I entirely agree. Basically this was an opportunity for El Reg to have a dig at what it sees as a soft, wooly science but, in fact, can definitely be a proper hard science and is taught as such in many places in the UK.
I thought with the crack down here in the UK they where getting rid of joke courses?
... that none of the critics on here ever suffers from a mental illness (statistically they have around a 1 in 3 chance of doing so...) - I assume that having so little of positive note to add, they'd clearly eschew any such scientifically proven methods of diagnosis or treatment in favour of a course of smug, self-righteous chuckling and denial...
Good luck with that!
I did joint degrees - one in Psychology and the other in Management 15 years ago.
Here I've been grossing 6 figures (euros) for 10 years now (doing neither I must add)....I guess I must be one of those outlier wotzits.
Psychology, like "CompSci", has a wide range of quality in the courses. Then,as now I'm sure, there are very few pure 100% Psychologist jobs out there. The postgrads who end up in the job market tend to do it less for the money than for the fascination of their particular area of expertise, ditto for the lecturers. Same could be said for just about any social science, even "harder" subjects like Economics.

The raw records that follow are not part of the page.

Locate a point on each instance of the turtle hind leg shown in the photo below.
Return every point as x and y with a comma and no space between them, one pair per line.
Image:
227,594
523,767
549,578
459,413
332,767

Tis 100% true that a large proportion of the 1st year students on my course were unsuspecting introspective types "looking for answers" - and more fool them for signing up to a degree they didn't actually know. They'd have been much better served with a year in Philosophy to be honest. Supply and demand though - the undergrads wanted the courses, the Uni supplied them. Less than 10% made it to the final year, and of those I know none who didn't follow onto post-grad got jobs "doing Psychology".
15 years on, I still appreciate the rigor of 4 years of hard statistical analysis. Neurophysiology still fascinates me. Child development has come in very handy with the kids. Freud bored me to tears, but learning the history of the subject was crucial - it certainly helped whilst watching Lost (hats off to Milgram!). It's just a shame there wasn't a course on dealing with sad arrogant IT tw@ts who as usual don't know what they're talking about.
> It's just a shame there wasn't a course on dealing with sad arrogant IT tw@ts who as usual don't know what they're talking about.
Errr, isn't that why you took the second degree in Management?